2023 Nobel Memorial Prize in Economic Sciences

Reason for Award

for having advanced our understanding of women’s labour market outcomes

Laureates

Claudia Goldin
Claudia Goldin

United States of AmericaUnited States of America

Explanation

Long ago many people believed that men should work outside and women should stay at home. Yet women also want to work and have the ability to do so. Professor Goldin looked through old newspapers and census records to uncover the long history of women at work. She found that when laws and workplaces make it easier to combine jobs and family life, many more women choose to work. These findings give us clues for creating a society where boys and girls can freely choose the jobs they like.

Related Keywords

gender wage gap

The gender wage gap refers to the difference in average pay between men and women, measured by hourly wages or annual earnings. Its size varies across countries, industries, and occupational ranks and has alternately widened and narrowed over history. Multiple factors interact: education levels, occupational choice, unequal promotion paths, career breaks owing to childbirth and child-rearing, and discriminatory practices. Goldin’s long-run data show that as compensation systems shifted from piece-rate to monthly salaries, the unexplained (discriminatory) component of the gap grew. Contemporary research documents that much of the remaining gap opens up immediately after motherhood, highlighting the importance of flexible work arrangements and child-care policies.

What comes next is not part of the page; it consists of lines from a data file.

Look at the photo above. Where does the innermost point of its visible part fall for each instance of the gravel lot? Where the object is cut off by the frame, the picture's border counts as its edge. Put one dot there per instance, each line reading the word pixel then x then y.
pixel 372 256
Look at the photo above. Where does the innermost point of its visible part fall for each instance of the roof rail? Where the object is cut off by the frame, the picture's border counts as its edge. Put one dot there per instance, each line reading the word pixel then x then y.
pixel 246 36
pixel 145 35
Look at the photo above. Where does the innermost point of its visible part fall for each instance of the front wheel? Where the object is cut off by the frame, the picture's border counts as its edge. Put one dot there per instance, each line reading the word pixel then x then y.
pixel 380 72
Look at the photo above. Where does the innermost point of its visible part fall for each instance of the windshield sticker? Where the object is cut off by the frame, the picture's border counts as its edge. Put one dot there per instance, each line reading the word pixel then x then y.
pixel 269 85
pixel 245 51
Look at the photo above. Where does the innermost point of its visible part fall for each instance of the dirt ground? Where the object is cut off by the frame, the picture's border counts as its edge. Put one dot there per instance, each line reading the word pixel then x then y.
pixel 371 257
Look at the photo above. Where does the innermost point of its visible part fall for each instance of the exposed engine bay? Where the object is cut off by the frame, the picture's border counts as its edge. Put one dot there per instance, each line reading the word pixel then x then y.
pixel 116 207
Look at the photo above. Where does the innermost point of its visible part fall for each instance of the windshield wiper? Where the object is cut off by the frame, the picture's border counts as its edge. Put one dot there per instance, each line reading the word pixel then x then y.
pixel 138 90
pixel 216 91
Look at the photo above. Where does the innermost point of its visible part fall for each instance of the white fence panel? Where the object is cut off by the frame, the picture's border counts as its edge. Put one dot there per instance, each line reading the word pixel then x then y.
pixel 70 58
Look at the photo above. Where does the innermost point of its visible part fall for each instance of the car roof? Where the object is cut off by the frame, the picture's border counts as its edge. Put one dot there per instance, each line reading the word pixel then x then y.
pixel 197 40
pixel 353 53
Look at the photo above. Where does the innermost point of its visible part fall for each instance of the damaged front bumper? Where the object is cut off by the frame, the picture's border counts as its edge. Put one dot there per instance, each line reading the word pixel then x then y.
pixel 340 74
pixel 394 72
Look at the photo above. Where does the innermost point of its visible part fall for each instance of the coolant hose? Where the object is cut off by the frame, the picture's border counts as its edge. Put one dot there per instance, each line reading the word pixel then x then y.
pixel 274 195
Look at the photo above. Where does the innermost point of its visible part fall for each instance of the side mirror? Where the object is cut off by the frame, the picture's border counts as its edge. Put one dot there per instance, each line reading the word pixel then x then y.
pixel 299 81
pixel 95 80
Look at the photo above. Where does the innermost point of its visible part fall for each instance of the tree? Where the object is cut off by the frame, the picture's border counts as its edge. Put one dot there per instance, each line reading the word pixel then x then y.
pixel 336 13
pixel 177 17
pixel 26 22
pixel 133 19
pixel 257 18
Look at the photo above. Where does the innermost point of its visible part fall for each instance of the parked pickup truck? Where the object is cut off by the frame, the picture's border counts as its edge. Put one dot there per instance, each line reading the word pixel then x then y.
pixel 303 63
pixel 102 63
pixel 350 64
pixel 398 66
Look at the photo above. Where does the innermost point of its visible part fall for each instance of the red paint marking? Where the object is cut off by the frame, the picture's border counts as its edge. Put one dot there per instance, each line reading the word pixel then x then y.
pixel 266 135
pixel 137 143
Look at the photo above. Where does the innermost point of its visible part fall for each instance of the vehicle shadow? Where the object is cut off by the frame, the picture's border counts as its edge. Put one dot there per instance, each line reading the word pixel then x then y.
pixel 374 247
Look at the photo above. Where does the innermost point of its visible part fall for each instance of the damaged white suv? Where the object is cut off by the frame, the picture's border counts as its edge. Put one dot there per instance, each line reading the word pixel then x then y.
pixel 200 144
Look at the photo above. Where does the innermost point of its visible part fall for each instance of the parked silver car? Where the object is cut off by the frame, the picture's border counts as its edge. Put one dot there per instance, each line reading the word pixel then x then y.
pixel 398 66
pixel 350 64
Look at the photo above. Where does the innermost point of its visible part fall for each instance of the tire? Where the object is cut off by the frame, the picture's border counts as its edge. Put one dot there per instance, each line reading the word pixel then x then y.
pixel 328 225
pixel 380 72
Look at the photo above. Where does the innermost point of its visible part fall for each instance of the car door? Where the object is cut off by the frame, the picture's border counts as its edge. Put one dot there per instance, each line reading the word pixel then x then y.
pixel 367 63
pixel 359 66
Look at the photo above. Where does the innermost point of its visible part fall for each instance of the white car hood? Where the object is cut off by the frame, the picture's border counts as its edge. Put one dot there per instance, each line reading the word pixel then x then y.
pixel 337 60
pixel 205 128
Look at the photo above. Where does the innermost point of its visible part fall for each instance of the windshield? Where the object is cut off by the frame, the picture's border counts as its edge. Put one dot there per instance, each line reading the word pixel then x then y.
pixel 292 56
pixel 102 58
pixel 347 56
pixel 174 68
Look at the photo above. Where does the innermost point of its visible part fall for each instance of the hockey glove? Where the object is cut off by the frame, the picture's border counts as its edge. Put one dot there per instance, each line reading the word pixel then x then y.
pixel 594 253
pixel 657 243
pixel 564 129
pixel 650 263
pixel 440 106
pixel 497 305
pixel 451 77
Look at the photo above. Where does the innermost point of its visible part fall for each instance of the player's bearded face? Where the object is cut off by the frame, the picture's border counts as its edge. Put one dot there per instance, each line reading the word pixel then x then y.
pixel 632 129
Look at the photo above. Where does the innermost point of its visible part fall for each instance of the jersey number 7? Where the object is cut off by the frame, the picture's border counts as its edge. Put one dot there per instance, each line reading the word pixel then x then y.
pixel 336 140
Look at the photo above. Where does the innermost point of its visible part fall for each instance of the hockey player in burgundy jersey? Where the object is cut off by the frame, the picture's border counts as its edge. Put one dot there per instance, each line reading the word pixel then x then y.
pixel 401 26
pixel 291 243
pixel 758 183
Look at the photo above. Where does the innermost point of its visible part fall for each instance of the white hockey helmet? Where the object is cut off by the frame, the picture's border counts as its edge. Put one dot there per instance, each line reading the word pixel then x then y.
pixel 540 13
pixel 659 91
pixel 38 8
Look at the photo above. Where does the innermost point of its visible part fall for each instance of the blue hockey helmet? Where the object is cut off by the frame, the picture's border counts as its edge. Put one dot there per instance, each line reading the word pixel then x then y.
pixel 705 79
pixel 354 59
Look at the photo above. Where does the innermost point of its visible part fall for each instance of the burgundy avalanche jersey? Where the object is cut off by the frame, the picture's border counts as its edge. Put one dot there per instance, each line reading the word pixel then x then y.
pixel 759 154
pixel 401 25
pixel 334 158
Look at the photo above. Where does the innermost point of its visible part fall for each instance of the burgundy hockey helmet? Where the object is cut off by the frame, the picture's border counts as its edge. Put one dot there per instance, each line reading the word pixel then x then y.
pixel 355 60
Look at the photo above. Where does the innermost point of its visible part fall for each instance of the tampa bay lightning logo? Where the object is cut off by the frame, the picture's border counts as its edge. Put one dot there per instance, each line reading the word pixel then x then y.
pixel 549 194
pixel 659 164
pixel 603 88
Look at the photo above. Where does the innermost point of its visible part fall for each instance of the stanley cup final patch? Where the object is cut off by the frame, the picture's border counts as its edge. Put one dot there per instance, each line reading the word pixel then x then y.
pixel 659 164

labor force participation rate

Labor-force participation rate measures the share of people who are willing and able to work and who are active in the labor market. Women’s participation responds strongly to economic structure, educational opportunities, social norms, and child-care policies. Goldin demonstrated that U.S. female participation traced a U-shaped path, falling with industrialization and rebounding in the twentieth century. Similar patterns have been observed in many countries, warning that economic growth alone does not automatically raise women’s participation. Policies such as affordable child care and flexible work schedules are therefore vital for higher participation.

marriage bar

A marriage bar was a policy that required women to resign from teaching and clerical jobs once they married, common in the United States during the early twentieth century. It was partly justified as a way to preserve jobs for men and spread most widely during the Great Depression of the 1930s. Goldin matched state laws with personnel records and quantified how marriage bars sharply reduced women’s skill accumulation and lifetime earnings. Although the bars were legally abolished after World War II, affected cohorts could not fully recover their careers. Modern forms of exclusion, such as dismissal upon pregnancy or denial of contract renewal, can be seen as descendants of the marriage bar.

motherhood penalty

The motherhood penalty refers to the sharp slowdown in women’s wage growth and promotions after the birth of their first child. Event-study and fixed-effects analyses show that the penalty emerges immediately after childbirth and persists for at least a decade. Goldin and co-authors found that even highly career-oriented MBA graduates experience an income gap of around 40 percent within ten years. Mechanisms include wage schemes built on long hours, unequal division of child-care responsibilities, and employer biases in promotion decisions. Policies that encourage fathers’ leave taking and provide flexible full-time work can mitigate the penalty.

U-shaped curve

The U-shaped curve depicts women’s labor-force participation over time: it falls during early industrialization and rises again in the modern era. The shift from farm to factory separated home and workplace, constraining women’s job options and driving the downturn. Later, expansion of education, growth of services, and labor-saving household technology supported the upturn, while the pace of norm change determined the length of the trough. The concept has been replicated across countries and informs gender-sensitive policy design at different stages of economic development.

economic history

Economic history combines historical sources with economic analysis to understand past activities and institutional changes and apply those insights today. Goldin used this approach to quantify women’s labor and earnings that were largely invisible in official statistics. By re-coding occupational categories and excavating household budgets and factory ledgers, she overcame data shortages and provided information suitable for causal inference. Such quantitative economic history is increasingly applied to evaluate long-run effects of pension systems, education policies, and more.

diffusion of the pill

The spread of the oral contraceptive pill allowed women to control the timing of childbirth, dramatically altering their education and career investment. Goldin exploited state-level differences in the legal age at which the pill became available and showed that early access raised age at first marriage and encouraged enrollment in lucrative majors such as law, economics, and medicine. The pill accelerated female labor-supply growth and contributed to narrowing wage gaps. Similar effects are now being studied in developing countries as reproductive-health technologies expand.

cohort analysis

Cohort analysis tracks people born in the same year group to compare behaviors and outcomes, capturing how expectations and institutions differ across generations. Goldin measured women’s anticipated lifetime labor supply by cohort and showed that expectation errors influence education choices and long-term wage gaps. Women born in the 1950s, for instance, underestimated career length and chose narrower college majors, lowering lifetime earnings. Cohort analysis reveals lags that make aggregate statistics slow to capture behavioral change and thus refines policy evaluation. The approach is widely applied in designing long-term social-security and labor-market reforms.